Authors disagree on how relevant these findings are to what happens in the real world. But we know from other studies about the performative effects of modelling studies: their findings tend to shape policy, and so real-world outcomes, meaning results showing substitution effects should not be dismissed.
A large number of studies assess the allure of carbon removal on individuals by, for example, asking policy makers or members of the public about the kinds of decision they would make or would like to see made. These studies are among the most sceptical about the risk of carbon removal acting as a deterrent to cutting emissions, with some even suggesting an opposite effect.
Political economy matters
In our review, we argued that it is in these cases where the relevance of experimental results for real-world outcomes must be taken with a pinch of salt.

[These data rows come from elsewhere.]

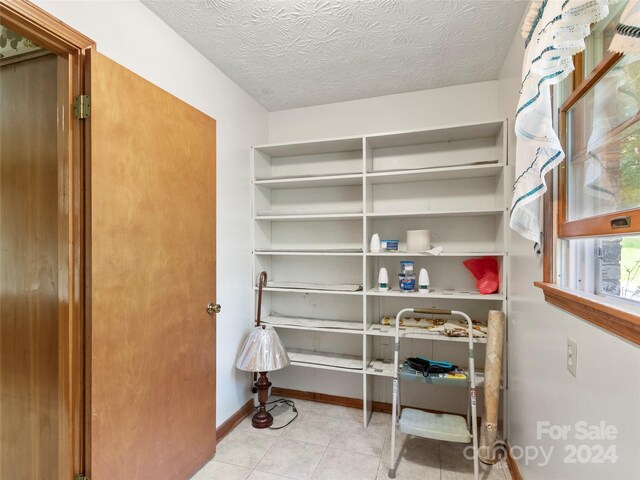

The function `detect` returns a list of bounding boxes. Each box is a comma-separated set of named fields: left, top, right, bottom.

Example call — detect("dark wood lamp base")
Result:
left=252, top=371, right=273, bottom=429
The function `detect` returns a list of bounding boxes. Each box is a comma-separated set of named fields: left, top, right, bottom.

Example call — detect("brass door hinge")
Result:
left=74, top=94, right=90, bottom=119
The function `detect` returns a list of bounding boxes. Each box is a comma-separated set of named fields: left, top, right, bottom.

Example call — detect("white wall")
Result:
left=34, top=0, right=268, bottom=427
left=500, top=28, right=640, bottom=480
left=268, top=80, right=501, bottom=143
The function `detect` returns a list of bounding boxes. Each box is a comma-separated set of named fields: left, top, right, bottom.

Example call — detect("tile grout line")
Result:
left=380, top=415, right=394, bottom=478
left=310, top=445, right=330, bottom=480
left=308, top=408, right=379, bottom=480
left=376, top=421, right=389, bottom=480
left=210, top=457, right=258, bottom=470
left=308, top=416, right=335, bottom=480
left=251, top=432, right=283, bottom=478
left=438, top=441, right=442, bottom=480
left=215, top=419, right=281, bottom=473
left=251, top=404, right=348, bottom=480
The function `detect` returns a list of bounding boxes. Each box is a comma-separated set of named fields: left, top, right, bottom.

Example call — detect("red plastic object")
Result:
left=463, top=257, right=499, bottom=294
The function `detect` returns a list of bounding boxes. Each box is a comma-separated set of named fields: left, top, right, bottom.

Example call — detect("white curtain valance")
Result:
left=511, top=0, right=609, bottom=245
left=610, top=0, right=640, bottom=54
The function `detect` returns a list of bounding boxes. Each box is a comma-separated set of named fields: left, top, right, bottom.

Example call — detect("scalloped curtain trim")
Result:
left=609, top=0, right=640, bottom=54
left=511, top=0, right=609, bottom=245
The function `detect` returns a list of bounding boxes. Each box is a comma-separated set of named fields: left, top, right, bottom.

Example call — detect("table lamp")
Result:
left=236, top=324, right=290, bottom=428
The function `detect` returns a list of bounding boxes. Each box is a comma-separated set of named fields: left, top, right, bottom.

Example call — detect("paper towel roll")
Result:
left=406, top=230, right=431, bottom=252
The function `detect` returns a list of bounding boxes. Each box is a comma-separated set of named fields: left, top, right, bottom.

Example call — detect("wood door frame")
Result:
left=0, top=1, right=94, bottom=478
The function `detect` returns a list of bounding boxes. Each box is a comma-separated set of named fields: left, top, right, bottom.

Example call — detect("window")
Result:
left=538, top=18, right=640, bottom=345
left=581, top=2, right=627, bottom=78
left=557, top=235, right=640, bottom=306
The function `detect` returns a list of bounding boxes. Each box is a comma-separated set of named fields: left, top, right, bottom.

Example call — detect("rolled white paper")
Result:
left=407, top=230, right=431, bottom=252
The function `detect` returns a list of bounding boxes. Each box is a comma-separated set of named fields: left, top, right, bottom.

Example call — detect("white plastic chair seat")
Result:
left=398, top=408, right=472, bottom=443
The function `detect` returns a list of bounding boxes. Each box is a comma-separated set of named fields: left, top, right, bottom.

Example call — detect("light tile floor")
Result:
left=191, top=399, right=511, bottom=480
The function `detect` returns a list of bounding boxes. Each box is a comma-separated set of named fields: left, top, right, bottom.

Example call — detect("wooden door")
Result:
left=0, top=52, right=62, bottom=480
left=87, top=51, right=217, bottom=480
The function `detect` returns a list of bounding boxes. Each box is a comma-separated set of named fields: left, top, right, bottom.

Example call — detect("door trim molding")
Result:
left=0, top=2, right=94, bottom=478
left=0, top=0, right=93, bottom=55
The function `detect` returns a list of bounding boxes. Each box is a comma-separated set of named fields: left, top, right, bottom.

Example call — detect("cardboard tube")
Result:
left=479, top=310, right=505, bottom=464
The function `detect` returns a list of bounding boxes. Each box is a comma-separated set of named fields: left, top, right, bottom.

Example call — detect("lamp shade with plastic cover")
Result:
left=236, top=325, right=290, bottom=372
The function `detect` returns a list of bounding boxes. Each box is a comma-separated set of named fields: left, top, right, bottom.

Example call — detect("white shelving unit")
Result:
left=251, top=119, right=508, bottom=427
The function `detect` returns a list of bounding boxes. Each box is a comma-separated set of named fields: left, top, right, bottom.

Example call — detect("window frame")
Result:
left=536, top=50, right=640, bottom=345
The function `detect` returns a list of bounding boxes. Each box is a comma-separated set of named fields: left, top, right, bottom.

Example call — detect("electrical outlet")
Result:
left=567, top=338, right=578, bottom=377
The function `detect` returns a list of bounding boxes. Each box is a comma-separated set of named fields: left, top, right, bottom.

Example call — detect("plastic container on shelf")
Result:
left=399, top=274, right=416, bottom=291
left=381, top=239, right=399, bottom=251
left=399, top=260, right=416, bottom=291
left=400, top=261, right=414, bottom=275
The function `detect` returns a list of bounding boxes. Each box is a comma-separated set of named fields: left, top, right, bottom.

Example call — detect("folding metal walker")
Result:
left=388, top=307, right=479, bottom=480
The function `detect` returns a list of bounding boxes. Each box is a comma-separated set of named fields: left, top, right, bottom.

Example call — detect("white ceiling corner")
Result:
left=141, top=0, right=528, bottom=112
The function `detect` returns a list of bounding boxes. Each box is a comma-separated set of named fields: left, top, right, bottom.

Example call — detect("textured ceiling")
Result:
left=142, top=0, right=528, bottom=111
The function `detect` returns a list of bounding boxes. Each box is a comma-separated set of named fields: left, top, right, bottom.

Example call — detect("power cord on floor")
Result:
left=258, top=398, right=298, bottom=429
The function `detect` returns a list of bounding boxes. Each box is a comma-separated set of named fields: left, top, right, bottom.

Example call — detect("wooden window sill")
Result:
left=535, top=282, right=640, bottom=345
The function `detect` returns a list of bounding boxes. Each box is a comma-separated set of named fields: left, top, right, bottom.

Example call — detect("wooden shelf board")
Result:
left=365, top=120, right=505, bottom=149
left=287, top=348, right=363, bottom=373
left=365, top=288, right=504, bottom=301
left=256, top=286, right=364, bottom=296
left=253, top=137, right=363, bottom=157
left=366, top=163, right=503, bottom=184
left=271, top=324, right=363, bottom=335
left=290, top=362, right=363, bottom=373
left=256, top=209, right=503, bottom=221
left=262, top=315, right=363, bottom=334
left=365, top=360, right=395, bottom=377
left=254, top=213, right=363, bottom=221
left=256, top=249, right=363, bottom=256
left=366, top=208, right=504, bottom=220
left=365, top=252, right=505, bottom=258
left=254, top=251, right=504, bottom=257
left=254, top=173, right=363, bottom=189
left=535, top=282, right=640, bottom=345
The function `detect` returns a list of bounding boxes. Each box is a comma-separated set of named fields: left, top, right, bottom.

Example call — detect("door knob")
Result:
left=207, top=303, right=221, bottom=315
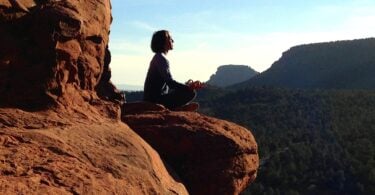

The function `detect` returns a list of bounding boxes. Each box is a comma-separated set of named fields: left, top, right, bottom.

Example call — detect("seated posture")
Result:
left=143, top=30, right=204, bottom=111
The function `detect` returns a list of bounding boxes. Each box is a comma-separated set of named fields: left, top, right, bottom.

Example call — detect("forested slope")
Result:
left=197, top=87, right=375, bottom=195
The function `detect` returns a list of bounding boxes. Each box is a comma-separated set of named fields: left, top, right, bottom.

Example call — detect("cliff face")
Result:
left=0, top=1, right=258, bottom=194
left=235, top=38, right=375, bottom=89
left=0, top=0, right=123, bottom=111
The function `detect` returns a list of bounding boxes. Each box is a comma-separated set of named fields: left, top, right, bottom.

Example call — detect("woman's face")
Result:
left=165, top=32, right=174, bottom=52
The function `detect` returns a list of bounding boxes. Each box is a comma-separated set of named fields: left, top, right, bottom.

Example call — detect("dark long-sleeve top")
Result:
left=143, top=53, right=188, bottom=102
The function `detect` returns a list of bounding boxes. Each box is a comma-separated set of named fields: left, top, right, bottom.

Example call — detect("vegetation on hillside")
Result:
left=124, top=87, right=375, bottom=194
left=197, top=87, right=375, bottom=195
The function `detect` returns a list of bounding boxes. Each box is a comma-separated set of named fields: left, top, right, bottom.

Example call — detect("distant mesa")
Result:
left=234, top=38, right=375, bottom=89
left=207, top=65, right=259, bottom=87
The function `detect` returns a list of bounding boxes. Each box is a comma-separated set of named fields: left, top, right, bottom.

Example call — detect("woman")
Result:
left=143, top=30, right=203, bottom=111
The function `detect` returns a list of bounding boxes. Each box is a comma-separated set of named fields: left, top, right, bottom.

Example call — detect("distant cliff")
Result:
left=207, top=65, right=259, bottom=87
left=235, top=38, right=375, bottom=89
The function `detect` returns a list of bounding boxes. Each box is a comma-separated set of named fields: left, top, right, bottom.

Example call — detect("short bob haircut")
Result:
left=151, top=30, right=169, bottom=53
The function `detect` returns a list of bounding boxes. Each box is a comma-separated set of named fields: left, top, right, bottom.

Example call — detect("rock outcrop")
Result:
left=0, top=0, right=187, bottom=194
left=0, top=0, right=258, bottom=194
left=123, top=103, right=259, bottom=195
left=0, top=108, right=187, bottom=194
left=0, top=0, right=123, bottom=111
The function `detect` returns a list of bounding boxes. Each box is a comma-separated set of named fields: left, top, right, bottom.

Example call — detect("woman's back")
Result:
left=143, top=53, right=169, bottom=102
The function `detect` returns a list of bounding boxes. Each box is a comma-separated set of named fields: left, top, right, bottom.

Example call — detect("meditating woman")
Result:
left=143, top=30, right=204, bottom=111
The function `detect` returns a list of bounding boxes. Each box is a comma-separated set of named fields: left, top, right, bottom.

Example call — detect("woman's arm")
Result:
left=156, top=55, right=189, bottom=90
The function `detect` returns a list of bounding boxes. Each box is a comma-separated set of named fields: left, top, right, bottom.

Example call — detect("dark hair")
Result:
left=151, top=30, right=169, bottom=53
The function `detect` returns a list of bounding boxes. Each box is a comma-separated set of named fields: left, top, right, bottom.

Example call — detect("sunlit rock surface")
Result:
left=123, top=102, right=259, bottom=195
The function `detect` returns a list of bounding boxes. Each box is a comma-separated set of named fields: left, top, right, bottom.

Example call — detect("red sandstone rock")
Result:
left=122, top=101, right=168, bottom=115
left=0, top=0, right=187, bottom=194
left=0, top=108, right=188, bottom=194
left=123, top=110, right=259, bottom=195
left=0, top=0, right=123, bottom=112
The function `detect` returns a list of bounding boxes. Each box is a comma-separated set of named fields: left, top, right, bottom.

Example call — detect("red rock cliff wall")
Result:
left=0, top=0, right=122, bottom=110
left=0, top=1, right=189, bottom=194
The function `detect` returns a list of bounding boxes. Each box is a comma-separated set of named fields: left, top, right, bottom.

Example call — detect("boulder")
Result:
left=123, top=107, right=259, bottom=195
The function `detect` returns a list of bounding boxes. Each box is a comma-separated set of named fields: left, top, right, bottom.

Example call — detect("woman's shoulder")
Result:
left=152, top=53, right=168, bottom=64
left=154, top=52, right=167, bottom=59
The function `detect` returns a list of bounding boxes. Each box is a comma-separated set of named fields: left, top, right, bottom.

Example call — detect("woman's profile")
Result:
left=143, top=30, right=204, bottom=111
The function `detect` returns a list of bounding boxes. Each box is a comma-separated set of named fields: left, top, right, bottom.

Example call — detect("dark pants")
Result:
left=159, top=88, right=196, bottom=109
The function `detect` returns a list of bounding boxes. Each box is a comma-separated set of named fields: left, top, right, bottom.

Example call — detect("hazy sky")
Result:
left=109, top=0, right=375, bottom=87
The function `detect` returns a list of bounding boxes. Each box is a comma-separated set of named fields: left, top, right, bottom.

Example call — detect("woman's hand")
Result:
left=186, top=79, right=205, bottom=90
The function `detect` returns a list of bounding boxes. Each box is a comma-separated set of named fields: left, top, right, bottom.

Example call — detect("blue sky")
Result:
left=109, top=0, right=375, bottom=87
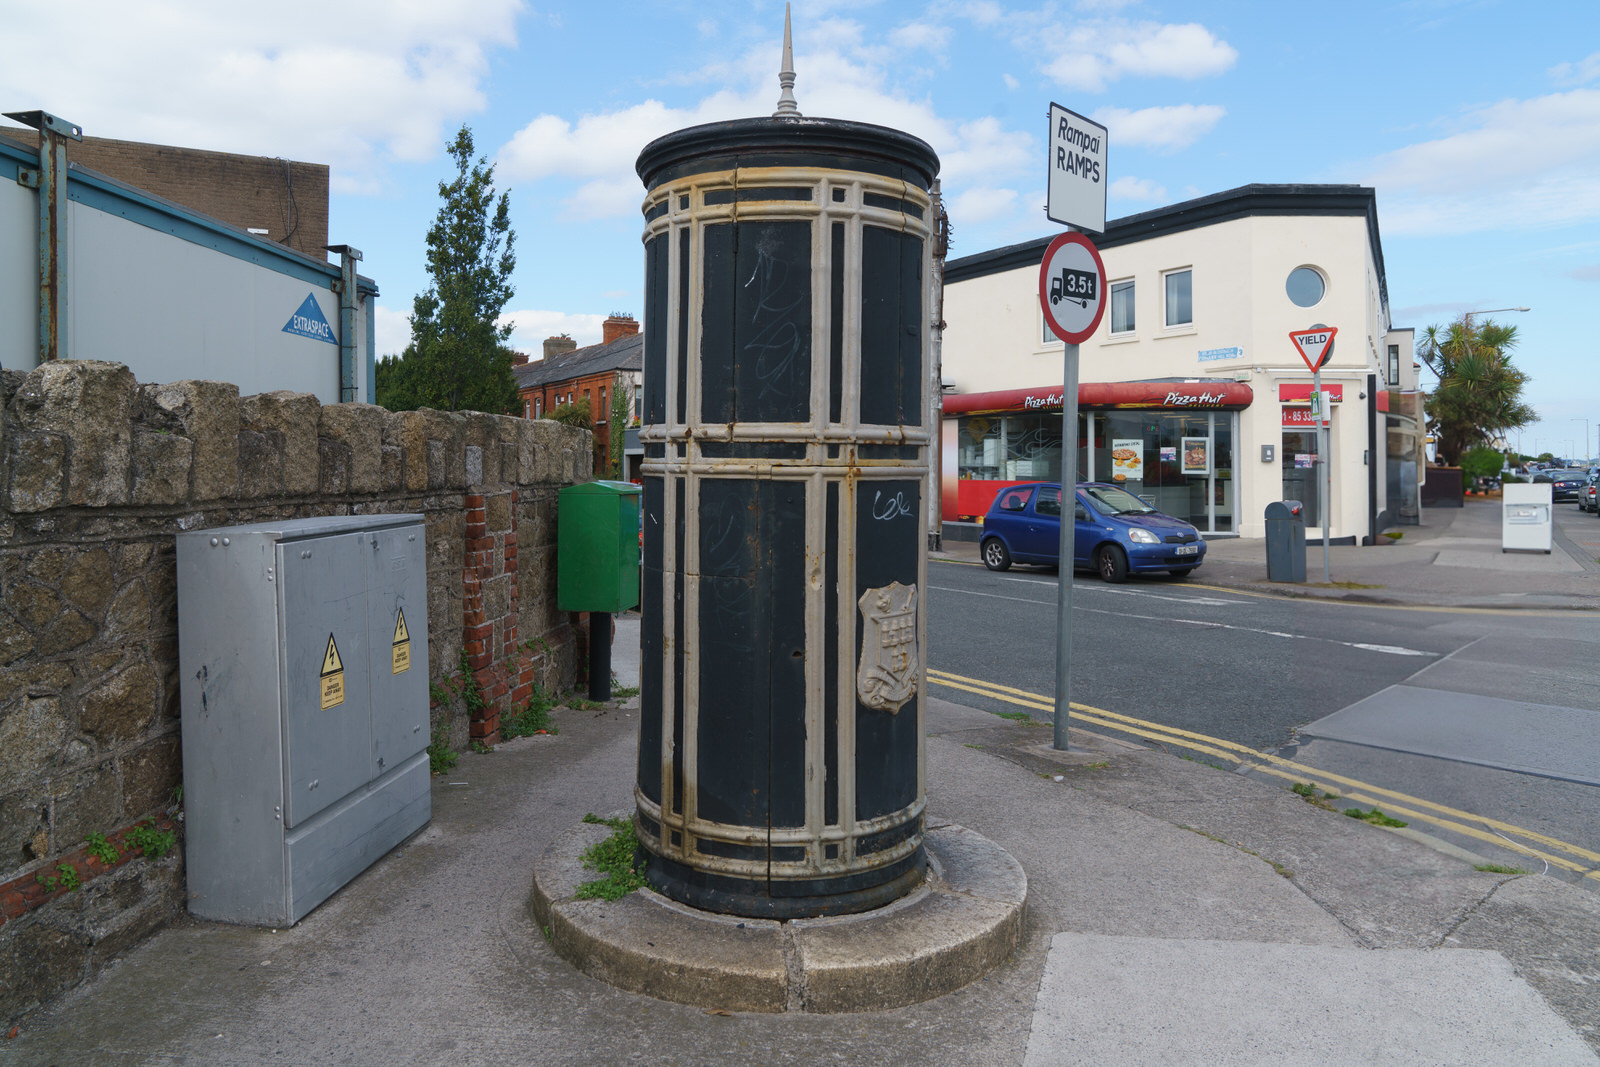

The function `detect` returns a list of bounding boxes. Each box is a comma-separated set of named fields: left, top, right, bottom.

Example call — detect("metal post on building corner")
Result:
left=327, top=244, right=363, bottom=403
left=5, top=109, right=83, bottom=363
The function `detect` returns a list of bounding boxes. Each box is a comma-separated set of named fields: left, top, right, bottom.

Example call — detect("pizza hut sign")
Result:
left=942, top=381, right=1254, bottom=414
left=1163, top=390, right=1227, bottom=406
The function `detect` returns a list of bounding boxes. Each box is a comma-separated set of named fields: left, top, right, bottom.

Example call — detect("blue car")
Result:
left=979, top=482, right=1207, bottom=582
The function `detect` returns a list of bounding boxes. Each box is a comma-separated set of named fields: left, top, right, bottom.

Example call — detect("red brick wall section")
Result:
left=458, top=488, right=558, bottom=743
left=0, top=815, right=181, bottom=929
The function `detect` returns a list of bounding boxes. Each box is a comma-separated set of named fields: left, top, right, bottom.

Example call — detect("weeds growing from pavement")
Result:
left=574, top=814, right=646, bottom=901
left=1474, top=863, right=1528, bottom=875
left=1344, top=806, right=1407, bottom=828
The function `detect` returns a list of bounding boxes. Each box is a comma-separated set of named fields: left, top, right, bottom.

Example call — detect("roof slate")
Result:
left=514, top=332, right=643, bottom=389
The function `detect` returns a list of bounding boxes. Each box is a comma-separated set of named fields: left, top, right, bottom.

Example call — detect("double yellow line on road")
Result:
left=928, top=668, right=1600, bottom=881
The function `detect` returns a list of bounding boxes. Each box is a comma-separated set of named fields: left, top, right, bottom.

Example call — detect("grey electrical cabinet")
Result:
left=177, top=514, right=432, bottom=925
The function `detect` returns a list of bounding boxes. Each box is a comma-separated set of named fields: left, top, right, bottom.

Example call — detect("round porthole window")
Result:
left=1287, top=267, right=1325, bottom=307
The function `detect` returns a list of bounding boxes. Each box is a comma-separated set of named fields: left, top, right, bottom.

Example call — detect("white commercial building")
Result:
left=1, top=117, right=376, bottom=404
left=939, top=184, right=1423, bottom=541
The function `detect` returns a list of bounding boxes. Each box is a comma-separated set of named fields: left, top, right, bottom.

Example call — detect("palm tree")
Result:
left=1416, top=316, right=1535, bottom=466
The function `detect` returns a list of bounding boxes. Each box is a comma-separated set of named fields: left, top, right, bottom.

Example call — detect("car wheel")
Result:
left=1166, top=567, right=1196, bottom=579
left=1096, top=545, right=1128, bottom=583
left=981, top=538, right=1012, bottom=572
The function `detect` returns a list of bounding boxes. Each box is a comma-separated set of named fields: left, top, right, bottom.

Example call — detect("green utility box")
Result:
left=557, top=480, right=642, bottom=613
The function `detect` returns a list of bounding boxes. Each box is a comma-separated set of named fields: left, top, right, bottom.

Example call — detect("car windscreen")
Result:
left=1083, top=485, right=1156, bottom=515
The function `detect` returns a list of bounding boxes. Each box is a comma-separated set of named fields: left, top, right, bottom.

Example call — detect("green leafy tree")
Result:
left=1416, top=316, right=1535, bottom=466
left=1459, top=446, right=1504, bottom=486
left=377, top=125, right=518, bottom=414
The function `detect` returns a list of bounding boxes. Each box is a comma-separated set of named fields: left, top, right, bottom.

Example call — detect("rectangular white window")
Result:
left=1110, top=280, right=1135, bottom=335
left=1042, top=311, right=1060, bottom=345
left=1164, top=269, right=1192, bottom=328
left=1387, top=344, right=1400, bottom=386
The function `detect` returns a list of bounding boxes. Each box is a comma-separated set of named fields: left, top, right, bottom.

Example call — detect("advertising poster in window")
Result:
left=1182, top=437, right=1211, bottom=475
left=1111, top=439, right=1143, bottom=483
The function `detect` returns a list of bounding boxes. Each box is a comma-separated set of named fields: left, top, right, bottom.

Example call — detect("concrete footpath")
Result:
left=940, top=496, right=1600, bottom=610
left=7, top=540, right=1600, bottom=1063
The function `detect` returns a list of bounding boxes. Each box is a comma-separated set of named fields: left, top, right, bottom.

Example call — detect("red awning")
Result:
left=941, top=381, right=1253, bottom=415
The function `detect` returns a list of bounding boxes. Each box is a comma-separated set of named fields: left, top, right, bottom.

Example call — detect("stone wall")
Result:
left=0, top=360, right=592, bottom=1024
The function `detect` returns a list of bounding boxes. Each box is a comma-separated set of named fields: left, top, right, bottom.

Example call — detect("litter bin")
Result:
left=1265, top=500, right=1307, bottom=582
left=558, top=480, right=643, bottom=698
left=1501, top=483, right=1552, bottom=554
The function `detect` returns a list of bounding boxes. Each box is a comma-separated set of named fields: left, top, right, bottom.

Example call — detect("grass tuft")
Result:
left=1344, top=806, right=1408, bottom=828
left=574, top=814, right=647, bottom=901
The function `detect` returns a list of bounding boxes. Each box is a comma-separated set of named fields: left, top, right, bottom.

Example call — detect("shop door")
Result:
left=1281, top=431, right=1319, bottom=528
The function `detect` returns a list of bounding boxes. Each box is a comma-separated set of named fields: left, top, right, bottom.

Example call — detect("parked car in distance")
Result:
left=1580, top=467, right=1600, bottom=513
left=980, top=482, right=1207, bottom=582
left=1533, top=469, right=1587, bottom=502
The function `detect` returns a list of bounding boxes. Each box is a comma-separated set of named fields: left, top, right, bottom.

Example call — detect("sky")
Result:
left=4, top=0, right=1599, bottom=460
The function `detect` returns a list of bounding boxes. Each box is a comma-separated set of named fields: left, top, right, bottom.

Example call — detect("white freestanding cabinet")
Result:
left=1502, top=483, right=1553, bottom=554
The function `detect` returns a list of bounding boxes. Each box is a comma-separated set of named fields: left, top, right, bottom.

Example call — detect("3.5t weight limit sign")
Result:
left=1039, top=232, right=1107, bottom=345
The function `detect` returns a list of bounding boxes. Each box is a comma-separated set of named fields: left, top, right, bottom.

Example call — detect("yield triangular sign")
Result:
left=1289, top=327, right=1337, bottom=372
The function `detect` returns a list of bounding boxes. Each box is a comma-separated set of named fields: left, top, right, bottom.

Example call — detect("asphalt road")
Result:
left=926, top=559, right=1600, bottom=877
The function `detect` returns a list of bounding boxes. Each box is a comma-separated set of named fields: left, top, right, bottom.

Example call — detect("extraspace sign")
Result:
left=1039, top=231, right=1107, bottom=345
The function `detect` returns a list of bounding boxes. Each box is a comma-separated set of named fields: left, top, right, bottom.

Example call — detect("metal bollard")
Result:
left=1265, top=500, right=1307, bottom=582
left=632, top=114, right=940, bottom=919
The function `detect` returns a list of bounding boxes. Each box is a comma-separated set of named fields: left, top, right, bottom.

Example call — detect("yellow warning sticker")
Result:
left=320, top=633, right=345, bottom=710
left=392, top=608, right=411, bottom=675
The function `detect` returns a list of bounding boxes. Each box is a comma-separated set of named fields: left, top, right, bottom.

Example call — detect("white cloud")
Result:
left=497, top=34, right=1038, bottom=220
left=1039, top=21, right=1237, bottom=92
left=950, top=186, right=1019, bottom=225
left=1109, top=176, right=1167, bottom=203
left=1003, top=73, right=1020, bottom=90
left=1549, top=51, right=1600, bottom=86
left=891, top=21, right=952, bottom=53
left=1570, top=264, right=1600, bottom=283
left=953, top=1, right=1005, bottom=28
left=939, top=117, right=1034, bottom=185
left=1364, top=89, right=1600, bottom=235
left=0, top=0, right=520, bottom=191
left=374, top=303, right=413, bottom=358
left=1092, top=104, right=1224, bottom=152
left=503, top=309, right=609, bottom=350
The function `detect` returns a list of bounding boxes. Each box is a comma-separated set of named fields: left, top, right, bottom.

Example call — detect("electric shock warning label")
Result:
left=392, top=608, right=411, bottom=675
left=320, top=633, right=345, bottom=710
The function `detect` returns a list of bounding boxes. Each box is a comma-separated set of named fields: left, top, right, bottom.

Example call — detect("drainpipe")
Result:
left=326, top=244, right=363, bottom=402
left=5, top=110, right=82, bottom=362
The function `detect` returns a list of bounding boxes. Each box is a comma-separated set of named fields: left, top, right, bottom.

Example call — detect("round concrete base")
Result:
left=529, top=820, right=1027, bottom=1014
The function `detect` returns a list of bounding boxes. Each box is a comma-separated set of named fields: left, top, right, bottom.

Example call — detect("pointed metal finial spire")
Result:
left=773, top=3, right=801, bottom=117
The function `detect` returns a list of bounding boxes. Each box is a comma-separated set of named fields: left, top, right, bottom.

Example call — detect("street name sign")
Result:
left=1039, top=231, right=1106, bottom=345
left=1289, top=326, right=1338, bottom=372
left=1046, top=103, right=1107, bottom=233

These methodologies tend to assume that individual preferences are what matters in shaping climate policy, and that rational calculations by people concerned with finding the most efficient solution to a problem determine what decisions are made. We argue that any number of social, cultural, political and economic processes make the world much messier than that.
Structural accounts of the role of carbon removal aim to take such processes into account. These studies tend to find stronger support for carbon removal delaying and deterring emissions reductions by considering the context created by political economy – that is, the influence of powerful economic interests on political systems and government policy.
Most of these studies are, to date, highly theoretical, and more empirical assessments are needed, including case studies which analyse the processes governing the creation of particular policies.
While the new government plan was billed as an 'energy security strategy', it contains no significant proposals to insulate leaky houses, which experts have consistently argued would reduce demand for foreign sources of energy, cut household emissions and alleviate bills.
This would have been a reasonable priority during a so-called cost-of-living crisis. But home insulation does nothing to shield the profits of fossil fuel companies or landlords in the large and growing private rental sector.
When the political economy in which climate policy making happens is considered, the repeated role of CCS, be it on fossil fuelled plants or in carbon removal, is revealed: a handy excuse to delay reform and protect the profitability of powerful sectors of the economy.